All-Google, current-generation Gemini 3.x. What DEFAULT_CONFIG sets.

SlotModel
filterModelgemini-3.1-flash-lite
scoringModelgemini-3-flash
postProcessingModelgemini-3-flash
pdfModelgemini-3.1-pro
briefingModelgemini-3.1-pro
quickSummaryModelgemini-3.1-flash-lite

Ballpark cost for a 100-paper run: roughly $1.00–2.50. Every model here except gemini-3.1-pro is free-tier-eligible; the Pro slots require a paid Google tier.

Free tier (Gemini 2.5 throughout)

Every slot set to a stable Gemini 2.5 model. A fresh Google AI Studio account can run the full pipeline at no cost, subject to daily request caps. Slightly less polished than the 3.x previews, but fully capable of end-to-end briefings.

SlotModel
filterModelgemini-2.5-flash-lite
scoringModelgemini-2.5-flash
postProcessingModelgemini-2.5-flash
pdfModelgemini-2.5-pro
briefingModelgemini-2.5-pro
quickSummaryModelgemini-2.5-flash-lite

Ballpark cost for a 100-paper run: effectively $0 within Google's free-tier caps, or roughly $0.50–1.20 on paid Tier 1. See Google API key setup for caps and signup.

Mixed providers

One way to spread work across all three providers: Gemini Flash-Lite on the high-volume filter, Claude Sonnet for careful abstract scoring, GPT-5.4 on deep PDF analysis, Gemini 3.1 Pro for briefing synthesis, and Claude Haiku compressing quick summaries. Requires keys for all three.

SlotModel
filterModelgemini-3.1-flash-lite
scoringModelclaude-sonnet-4.6
postProcessingModelclaude-sonnet-4.6
pdfModelgpt-5.4
briefingModelgemini-3.1-pro
quickSummaryModelclaude-haiku-4.5

Ballpark cost for a 100-paper run: roughly $1.75–3.00. Anthropic prompt caching trims scoring and quick-summary cost on repeat runs with the same profile.

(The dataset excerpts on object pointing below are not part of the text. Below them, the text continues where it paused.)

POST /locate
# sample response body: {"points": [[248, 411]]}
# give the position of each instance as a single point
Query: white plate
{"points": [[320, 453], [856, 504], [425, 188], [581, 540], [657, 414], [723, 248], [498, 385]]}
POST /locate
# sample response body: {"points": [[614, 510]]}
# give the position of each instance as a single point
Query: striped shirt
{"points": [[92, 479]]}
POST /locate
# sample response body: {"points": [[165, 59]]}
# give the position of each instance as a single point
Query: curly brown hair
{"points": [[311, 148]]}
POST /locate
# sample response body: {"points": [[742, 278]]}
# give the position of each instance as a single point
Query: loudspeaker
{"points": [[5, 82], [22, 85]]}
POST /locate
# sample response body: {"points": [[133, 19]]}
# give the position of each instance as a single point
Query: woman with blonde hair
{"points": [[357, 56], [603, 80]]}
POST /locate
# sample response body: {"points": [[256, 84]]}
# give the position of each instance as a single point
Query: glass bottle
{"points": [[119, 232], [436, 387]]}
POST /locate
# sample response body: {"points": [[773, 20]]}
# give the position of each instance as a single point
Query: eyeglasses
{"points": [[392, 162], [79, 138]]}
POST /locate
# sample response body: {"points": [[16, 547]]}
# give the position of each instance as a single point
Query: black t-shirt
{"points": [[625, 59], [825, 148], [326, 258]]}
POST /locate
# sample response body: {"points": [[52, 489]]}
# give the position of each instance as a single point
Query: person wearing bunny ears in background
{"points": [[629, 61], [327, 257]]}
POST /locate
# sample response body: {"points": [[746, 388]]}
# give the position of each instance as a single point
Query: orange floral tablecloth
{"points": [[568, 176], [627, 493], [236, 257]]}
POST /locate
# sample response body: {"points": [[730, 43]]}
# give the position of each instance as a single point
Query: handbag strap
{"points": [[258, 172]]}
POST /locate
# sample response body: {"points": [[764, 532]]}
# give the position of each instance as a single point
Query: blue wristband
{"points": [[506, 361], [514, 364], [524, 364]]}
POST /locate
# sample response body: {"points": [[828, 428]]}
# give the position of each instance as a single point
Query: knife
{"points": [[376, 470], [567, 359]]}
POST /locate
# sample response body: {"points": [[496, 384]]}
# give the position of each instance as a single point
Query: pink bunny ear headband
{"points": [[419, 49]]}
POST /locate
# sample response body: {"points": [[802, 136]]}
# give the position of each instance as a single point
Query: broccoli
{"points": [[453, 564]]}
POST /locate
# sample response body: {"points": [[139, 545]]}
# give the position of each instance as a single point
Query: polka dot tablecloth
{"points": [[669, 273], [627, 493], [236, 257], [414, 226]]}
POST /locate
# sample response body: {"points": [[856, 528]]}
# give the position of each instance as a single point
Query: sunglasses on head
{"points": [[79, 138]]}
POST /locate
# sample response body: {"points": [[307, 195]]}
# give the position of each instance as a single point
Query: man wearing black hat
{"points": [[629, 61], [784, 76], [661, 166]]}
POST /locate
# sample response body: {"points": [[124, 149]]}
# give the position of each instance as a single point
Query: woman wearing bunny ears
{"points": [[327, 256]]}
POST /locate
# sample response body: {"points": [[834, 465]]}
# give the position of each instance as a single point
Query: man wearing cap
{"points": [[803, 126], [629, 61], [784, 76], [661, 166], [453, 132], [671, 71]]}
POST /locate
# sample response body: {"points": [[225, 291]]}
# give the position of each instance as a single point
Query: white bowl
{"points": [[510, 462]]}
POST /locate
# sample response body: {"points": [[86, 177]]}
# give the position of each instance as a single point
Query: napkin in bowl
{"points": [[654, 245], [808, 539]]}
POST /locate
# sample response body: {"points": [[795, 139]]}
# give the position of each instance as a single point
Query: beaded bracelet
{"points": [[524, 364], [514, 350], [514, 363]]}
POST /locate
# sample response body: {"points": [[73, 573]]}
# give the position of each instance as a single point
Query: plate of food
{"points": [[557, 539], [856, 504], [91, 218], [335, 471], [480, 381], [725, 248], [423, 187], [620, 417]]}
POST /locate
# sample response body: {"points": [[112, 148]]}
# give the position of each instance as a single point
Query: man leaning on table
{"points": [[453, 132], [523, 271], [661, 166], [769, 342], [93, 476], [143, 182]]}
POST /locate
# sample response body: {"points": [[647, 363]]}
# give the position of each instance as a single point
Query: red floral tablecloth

This is one mix among many. Providers are interchangeable per slot, and the pipeline only checks that each slot's selected model has a valid key in .env.local — a missing key breaks only the stage that needs it, and the rest of the pipeline keeps running.

Adaptive thinking on Anthropic

Claude Opus 4.7 supports adaptive thinking: the model allocates more internal reasoning tokens for harder tasks and fewer for straightforward ones. Aparture passes thinking: {type: "adaptive"} on every Anthropic call, so picking Opus 4.7 turns it on automatically.

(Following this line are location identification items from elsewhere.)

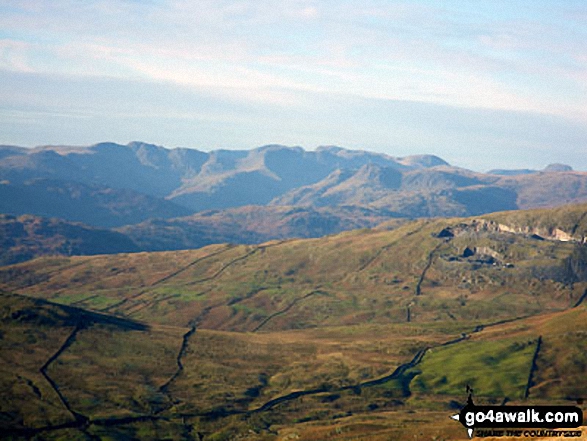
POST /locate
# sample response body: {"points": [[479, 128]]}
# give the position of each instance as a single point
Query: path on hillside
{"points": [[82, 422]]}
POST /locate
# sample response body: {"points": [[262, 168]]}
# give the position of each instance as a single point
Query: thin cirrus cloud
{"points": [[314, 60]]}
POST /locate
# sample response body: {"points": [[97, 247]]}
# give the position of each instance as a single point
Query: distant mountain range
{"points": [[184, 198]]}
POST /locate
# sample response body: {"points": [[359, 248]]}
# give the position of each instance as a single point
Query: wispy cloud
{"points": [[520, 56]]}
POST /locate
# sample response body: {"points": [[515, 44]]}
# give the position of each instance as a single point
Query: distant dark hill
{"points": [[90, 204], [480, 269], [251, 224], [549, 168], [25, 237], [112, 185], [378, 331]]}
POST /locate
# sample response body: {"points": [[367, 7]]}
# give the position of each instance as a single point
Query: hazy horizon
{"points": [[483, 86]]}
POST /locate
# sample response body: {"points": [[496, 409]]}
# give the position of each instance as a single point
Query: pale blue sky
{"points": [[483, 84]]}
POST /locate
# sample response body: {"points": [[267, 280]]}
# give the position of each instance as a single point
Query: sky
{"points": [[482, 84]]}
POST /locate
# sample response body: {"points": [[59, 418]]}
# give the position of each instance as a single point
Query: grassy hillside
{"points": [[370, 334], [25, 237]]}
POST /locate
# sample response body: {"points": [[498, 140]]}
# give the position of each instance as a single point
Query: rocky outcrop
{"points": [[489, 226]]}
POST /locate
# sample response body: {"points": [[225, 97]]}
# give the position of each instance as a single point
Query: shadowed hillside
{"points": [[371, 333], [25, 237]]}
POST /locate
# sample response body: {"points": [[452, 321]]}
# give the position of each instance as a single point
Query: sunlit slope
{"points": [[449, 269], [68, 373]]}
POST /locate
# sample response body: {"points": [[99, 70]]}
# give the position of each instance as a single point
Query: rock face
{"points": [[491, 226]]}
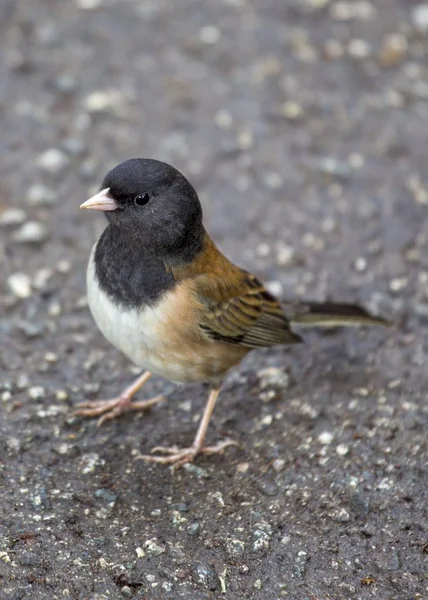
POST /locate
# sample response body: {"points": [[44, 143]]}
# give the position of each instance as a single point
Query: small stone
{"points": [[89, 462], [261, 536], [20, 285], [263, 250], [209, 35], [284, 254], [292, 110], [89, 4], [274, 180], [32, 232], [12, 216], [393, 51], [359, 504], [300, 565], [41, 278], [267, 487], [358, 48], [398, 284], [103, 101], [40, 195], [36, 392], [63, 266], [52, 160], [278, 465], [273, 377], [74, 146], [342, 516], [106, 495], [360, 264], [331, 166], [333, 49], [325, 438], [274, 287], [245, 139], [223, 119], [235, 548], [65, 83], [420, 17], [342, 450], [193, 528], [153, 547], [206, 576]]}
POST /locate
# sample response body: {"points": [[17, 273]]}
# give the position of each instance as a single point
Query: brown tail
{"points": [[332, 314]]}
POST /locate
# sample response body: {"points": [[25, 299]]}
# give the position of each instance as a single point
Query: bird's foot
{"points": [[111, 409], [177, 457]]}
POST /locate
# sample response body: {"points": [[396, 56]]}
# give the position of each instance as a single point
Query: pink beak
{"points": [[101, 201]]}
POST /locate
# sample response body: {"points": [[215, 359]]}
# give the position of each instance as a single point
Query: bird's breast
{"points": [[163, 338]]}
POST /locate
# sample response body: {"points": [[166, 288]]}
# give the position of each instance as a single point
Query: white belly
{"points": [[136, 333]]}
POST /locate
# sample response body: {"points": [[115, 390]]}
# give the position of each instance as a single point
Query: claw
{"points": [[177, 457]]}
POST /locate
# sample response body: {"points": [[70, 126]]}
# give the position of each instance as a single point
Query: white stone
{"points": [[20, 285]]}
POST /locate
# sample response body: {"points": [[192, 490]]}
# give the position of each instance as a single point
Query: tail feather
{"points": [[332, 314]]}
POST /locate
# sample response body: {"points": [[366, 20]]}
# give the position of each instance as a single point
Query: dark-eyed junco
{"points": [[162, 293]]}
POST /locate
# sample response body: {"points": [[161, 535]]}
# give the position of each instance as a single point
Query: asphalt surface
{"points": [[303, 125]]}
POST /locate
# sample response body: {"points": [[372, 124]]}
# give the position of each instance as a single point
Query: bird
{"points": [[162, 292]]}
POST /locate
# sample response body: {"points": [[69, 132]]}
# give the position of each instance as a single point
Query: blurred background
{"points": [[303, 126]]}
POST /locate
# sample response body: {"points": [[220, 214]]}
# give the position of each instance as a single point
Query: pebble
{"points": [[292, 111], [274, 287], [106, 495], [359, 505], [273, 377], [398, 284], [209, 35], [223, 119], [41, 278], [53, 160], [193, 528], [358, 48], [40, 195], [102, 101], [284, 254], [31, 232], [89, 4], [420, 17], [300, 564], [360, 264], [36, 392], [74, 146], [65, 83], [325, 438], [278, 465], [342, 449], [267, 487], [206, 575], [235, 548], [393, 50], [261, 536], [12, 216], [20, 285], [361, 10], [153, 547]]}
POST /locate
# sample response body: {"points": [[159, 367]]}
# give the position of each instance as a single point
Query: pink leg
{"points": [[180, 456], [110, 409]]}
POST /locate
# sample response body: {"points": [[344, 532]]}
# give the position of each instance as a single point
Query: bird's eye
{"points": [[141, 199]]}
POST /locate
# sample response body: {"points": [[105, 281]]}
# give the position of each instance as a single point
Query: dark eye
{"points": [[141, 199]]}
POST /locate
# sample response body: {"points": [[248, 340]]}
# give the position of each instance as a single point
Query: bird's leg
{"points": [[110, 409], [180, 456]]}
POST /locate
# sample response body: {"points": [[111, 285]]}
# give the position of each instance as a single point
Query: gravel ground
{"points": [[303, 125]]}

In practice, this matters most for briefingModel and pdfModel, where the model is asked for editorial judgment or structured deep analysis. Filter and scoring decisions are mechanical enough that thinking tokens don't buy much. Thinking tokens count against the output-token bill, so Opus 4.7 tends to cost more than Opus 4.6 on the same inputs — usually worth it for the briefing, often not worth it for the filter.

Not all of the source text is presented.